Screening for and Treatment of Blunt
Cerebrovascular Injuries Algorithm
Annotation for Point I
It has been recommended that patients receive long-term antithrombotic therapy,11,12 but the optimal drug and duration have not been studied. In the absence of documented healing of the vessel, it is reasonable to provide some treatment, as stroke has been reported as long as 14 years after injury. Coumadin was recommended in early series,11,12 but with the apparent efficacy of antiplatelet therapy in the early period, it seems that long-term antiplatelet therapy is preferable to warfarin for its safety and cost profile. Aspirin and clopidogrel have different mechanisms of action; in addition, some individuals are resistant to the effects of one or both drugs. Several studies have evaluated the safety and efficacy of dual antiplatelet therapy (aspirin combined with clopidogrel) in a number of clinical situations. Dual therapy is indicated in the setting of acute coronary syndromes and percutaneous coronary interventions, with or without stent placement.

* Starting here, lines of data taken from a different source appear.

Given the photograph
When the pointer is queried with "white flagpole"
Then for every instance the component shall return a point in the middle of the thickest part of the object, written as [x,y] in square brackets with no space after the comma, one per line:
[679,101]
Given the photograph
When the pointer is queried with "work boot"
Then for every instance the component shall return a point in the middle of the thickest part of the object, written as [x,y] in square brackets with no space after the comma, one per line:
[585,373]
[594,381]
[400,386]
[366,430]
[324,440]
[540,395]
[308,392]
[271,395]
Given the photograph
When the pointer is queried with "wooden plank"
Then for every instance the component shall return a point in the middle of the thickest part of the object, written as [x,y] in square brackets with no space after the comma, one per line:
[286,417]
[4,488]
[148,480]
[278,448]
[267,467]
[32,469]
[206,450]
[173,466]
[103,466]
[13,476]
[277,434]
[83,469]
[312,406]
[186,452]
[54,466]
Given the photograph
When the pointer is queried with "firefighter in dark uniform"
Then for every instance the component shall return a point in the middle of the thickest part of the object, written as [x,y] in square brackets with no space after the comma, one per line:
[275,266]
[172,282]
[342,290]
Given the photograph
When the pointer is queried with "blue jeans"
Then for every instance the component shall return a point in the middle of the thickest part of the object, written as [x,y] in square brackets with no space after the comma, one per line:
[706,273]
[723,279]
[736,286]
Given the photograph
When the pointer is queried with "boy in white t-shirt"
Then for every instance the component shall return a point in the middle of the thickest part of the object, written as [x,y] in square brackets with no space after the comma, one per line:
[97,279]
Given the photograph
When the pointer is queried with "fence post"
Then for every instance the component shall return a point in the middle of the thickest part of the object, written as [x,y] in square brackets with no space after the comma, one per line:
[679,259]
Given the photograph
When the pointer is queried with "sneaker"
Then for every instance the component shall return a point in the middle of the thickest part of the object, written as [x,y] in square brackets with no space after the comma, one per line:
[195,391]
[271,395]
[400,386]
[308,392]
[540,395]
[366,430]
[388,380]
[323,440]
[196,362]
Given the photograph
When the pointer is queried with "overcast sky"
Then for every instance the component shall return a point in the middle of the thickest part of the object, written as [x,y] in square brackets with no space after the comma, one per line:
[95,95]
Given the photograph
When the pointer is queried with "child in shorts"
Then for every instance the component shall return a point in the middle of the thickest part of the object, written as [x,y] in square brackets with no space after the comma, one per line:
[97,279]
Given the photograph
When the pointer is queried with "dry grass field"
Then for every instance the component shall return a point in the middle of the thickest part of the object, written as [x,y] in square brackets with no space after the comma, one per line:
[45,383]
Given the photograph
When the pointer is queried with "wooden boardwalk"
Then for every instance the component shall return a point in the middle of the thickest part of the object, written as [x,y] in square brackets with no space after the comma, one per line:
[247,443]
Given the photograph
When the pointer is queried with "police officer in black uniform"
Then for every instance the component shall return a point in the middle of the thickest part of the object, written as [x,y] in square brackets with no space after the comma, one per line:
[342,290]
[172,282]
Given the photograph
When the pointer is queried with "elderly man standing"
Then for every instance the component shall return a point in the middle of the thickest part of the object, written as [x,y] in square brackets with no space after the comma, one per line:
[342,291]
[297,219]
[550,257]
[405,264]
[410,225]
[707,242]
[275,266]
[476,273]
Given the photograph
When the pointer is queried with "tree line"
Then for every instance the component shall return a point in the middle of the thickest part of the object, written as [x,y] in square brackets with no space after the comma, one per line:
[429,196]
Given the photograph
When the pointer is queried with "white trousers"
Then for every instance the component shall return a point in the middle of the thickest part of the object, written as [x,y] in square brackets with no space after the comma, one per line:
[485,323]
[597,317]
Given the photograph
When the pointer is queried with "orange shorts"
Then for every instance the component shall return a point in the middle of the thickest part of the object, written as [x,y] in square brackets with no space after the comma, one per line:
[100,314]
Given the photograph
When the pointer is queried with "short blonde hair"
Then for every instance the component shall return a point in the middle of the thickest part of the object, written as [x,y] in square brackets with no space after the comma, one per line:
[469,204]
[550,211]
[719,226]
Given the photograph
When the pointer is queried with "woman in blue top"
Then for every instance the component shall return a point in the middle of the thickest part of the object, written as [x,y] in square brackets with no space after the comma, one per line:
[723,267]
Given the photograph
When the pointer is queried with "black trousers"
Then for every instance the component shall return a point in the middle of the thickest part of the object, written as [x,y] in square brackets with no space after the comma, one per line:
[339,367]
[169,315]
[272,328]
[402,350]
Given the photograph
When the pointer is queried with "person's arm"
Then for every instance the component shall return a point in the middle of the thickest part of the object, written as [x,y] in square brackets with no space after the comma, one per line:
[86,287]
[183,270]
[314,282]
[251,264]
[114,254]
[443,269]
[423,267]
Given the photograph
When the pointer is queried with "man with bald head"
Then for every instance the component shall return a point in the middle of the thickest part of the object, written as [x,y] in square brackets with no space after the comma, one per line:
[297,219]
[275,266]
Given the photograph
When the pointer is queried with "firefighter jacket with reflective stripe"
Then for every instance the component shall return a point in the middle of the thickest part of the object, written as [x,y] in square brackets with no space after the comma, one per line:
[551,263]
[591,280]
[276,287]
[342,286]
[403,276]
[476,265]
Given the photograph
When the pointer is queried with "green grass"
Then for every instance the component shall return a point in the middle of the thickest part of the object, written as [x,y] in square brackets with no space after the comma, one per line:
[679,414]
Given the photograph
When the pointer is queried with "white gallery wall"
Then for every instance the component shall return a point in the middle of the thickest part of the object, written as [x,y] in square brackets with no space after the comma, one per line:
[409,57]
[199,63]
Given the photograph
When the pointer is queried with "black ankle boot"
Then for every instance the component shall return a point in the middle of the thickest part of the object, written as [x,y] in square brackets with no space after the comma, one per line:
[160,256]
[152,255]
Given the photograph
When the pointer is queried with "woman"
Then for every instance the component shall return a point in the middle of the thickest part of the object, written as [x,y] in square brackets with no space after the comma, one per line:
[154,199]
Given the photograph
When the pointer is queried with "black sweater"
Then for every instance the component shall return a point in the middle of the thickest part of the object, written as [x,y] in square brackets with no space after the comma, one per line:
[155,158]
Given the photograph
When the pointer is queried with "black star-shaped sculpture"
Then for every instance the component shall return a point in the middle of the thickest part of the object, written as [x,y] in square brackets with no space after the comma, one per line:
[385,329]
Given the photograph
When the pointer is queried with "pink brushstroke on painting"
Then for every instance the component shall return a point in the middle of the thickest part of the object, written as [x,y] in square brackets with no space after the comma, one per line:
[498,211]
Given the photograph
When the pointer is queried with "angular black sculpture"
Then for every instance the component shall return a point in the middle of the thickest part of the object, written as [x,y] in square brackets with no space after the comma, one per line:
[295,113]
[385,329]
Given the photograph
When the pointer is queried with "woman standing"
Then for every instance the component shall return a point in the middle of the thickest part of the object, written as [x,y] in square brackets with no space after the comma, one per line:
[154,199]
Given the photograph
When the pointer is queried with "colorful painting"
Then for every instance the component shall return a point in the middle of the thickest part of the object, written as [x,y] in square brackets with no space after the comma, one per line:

On the other hand, it is not recommended in patients who have had a stroke or transient ischemic attack, based on increased bleeding risk and the lack of benefit or increase in mortality.38 More studies are necessary to determine the risk:benefit of dual therapy in BCVI. Lifelong antiplatelet therapy is recommended if the lesion persists. Aspirin is currently the agent of choice, but newer agents with reversible effects may be preferable in the future. Platelet mapping may one day assist in choice of drug and dose.